April thought Knight was my ex-boyfriend, too. The lie had grown larger, wings bursting from its back. The more it matured, the less I was comfortable considering myself her and Josh’s true friend.
“Let it go, Luna. You’re going to spend the next few years away from this dude. It’s over.”
I swiveled in my chair and pinned her with a look.
“That is not what it’s about,” I signed.
Or maybe it was. But either way, social gatherings made me physically sick. However, I knew with Josh and April there, I wouldn’t be alone.
“Before you say no to Josh, I want you to consider something.” April sprang up from my bunk and sashayed over to my laptop, hovering above me. “I didn’t want to show you this, but I guess I have no choice.”

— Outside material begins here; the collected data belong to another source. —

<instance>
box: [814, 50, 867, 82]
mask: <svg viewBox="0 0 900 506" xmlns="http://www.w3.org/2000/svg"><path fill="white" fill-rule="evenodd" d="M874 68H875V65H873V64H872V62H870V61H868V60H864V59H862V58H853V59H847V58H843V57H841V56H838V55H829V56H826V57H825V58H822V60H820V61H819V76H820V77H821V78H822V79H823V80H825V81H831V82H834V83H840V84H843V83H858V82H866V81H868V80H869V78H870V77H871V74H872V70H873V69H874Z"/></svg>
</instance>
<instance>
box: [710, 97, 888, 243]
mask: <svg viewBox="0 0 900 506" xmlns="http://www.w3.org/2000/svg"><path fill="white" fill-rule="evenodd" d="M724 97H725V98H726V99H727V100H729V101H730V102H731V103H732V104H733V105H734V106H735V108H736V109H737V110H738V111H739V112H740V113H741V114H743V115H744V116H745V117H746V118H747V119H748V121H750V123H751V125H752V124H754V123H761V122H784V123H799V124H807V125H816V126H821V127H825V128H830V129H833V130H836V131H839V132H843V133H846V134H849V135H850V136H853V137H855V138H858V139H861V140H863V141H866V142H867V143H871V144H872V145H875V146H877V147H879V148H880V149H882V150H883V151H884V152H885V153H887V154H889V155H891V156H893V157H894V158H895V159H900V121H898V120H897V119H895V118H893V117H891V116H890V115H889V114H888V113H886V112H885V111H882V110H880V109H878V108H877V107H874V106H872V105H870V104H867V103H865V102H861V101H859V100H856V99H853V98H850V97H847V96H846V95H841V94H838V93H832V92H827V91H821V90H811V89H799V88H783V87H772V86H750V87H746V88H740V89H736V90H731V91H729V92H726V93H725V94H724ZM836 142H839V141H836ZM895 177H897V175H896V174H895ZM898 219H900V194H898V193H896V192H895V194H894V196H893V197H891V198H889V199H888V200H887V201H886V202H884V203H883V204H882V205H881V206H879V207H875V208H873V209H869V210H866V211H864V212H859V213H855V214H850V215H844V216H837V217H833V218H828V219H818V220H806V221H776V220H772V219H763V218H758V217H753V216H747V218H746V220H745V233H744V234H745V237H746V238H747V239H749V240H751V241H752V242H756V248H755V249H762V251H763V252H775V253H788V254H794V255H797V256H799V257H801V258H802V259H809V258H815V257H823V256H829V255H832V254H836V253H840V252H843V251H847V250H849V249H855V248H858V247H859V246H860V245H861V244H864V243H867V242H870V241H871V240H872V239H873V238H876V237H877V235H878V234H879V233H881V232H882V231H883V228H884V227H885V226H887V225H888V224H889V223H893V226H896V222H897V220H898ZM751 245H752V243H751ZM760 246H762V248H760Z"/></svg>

My heart jumped to my throat. April leaned down and punched an Instagram handle into the search bar, opening an account I was familiar with. It was one of the popular senior girls Knight went to school with, Poppy Astalis. He’d never mentioned her throughout our friendship, but of course, my weekly searches included her. She was an English rose, sans the thorns—all sweet, delicate, and trimmed where appropriate. Her father was one of the most well-known sculptors in the world, and after her mother had passed away, he’d agreed to take on a consulting job, assisting in opening Todos Santos School of Art, uprooting Poppy and her younger sister, Lenora, from their London residence.
Poppy was pretty, but she wasn’t made from the same velvet, tainted cloth of the rich Todos Santos girls. She’d always been nice to me during the two years we’d spent at All Saints High together, and she was a straight-A student. She played the accordion, skipped most parties, but attended the important ones, and from what I’d heard, she was always the one to drive drunk girls home before they did something stupid.
“Maybe this will inspire you to give up on the dickhead.” April clicked on the newest picture in Poppy’s Instagram, and my throat closed in on my heart.
It was a perfect Pinterest picture: pint-sized Poppy standing on top of Knight’s helmet in an empty field, her arms wrapped around his neck, both of them lost in a deep, passionate kiss. He was still wearing his football gear, dirty and sweaty and so alive he nearly burst out of the screen. Gorgeous. Victorious. Like a god who’d descended from the sky. Friday night lights shone on the beautiful couple, highlighting his glistening, disheveled brown hair. Against the backdrop of the black night and empty bleachers, they looked nothing short of high school royalty.
The caption read:
We Won! #StillLikeRealFootballBetter #NoItsNotCalledSoccer #KnightColeForPresident #MineMineMine The pen I’d been chewing slipped between my fingers, and I bent down to pick it up, hitting my head on the edge of my desk. I lost my footing. I didn’t even feel the fresh wound on my forehead. I patted it, confused, feeling warm, thick liquid between my curls.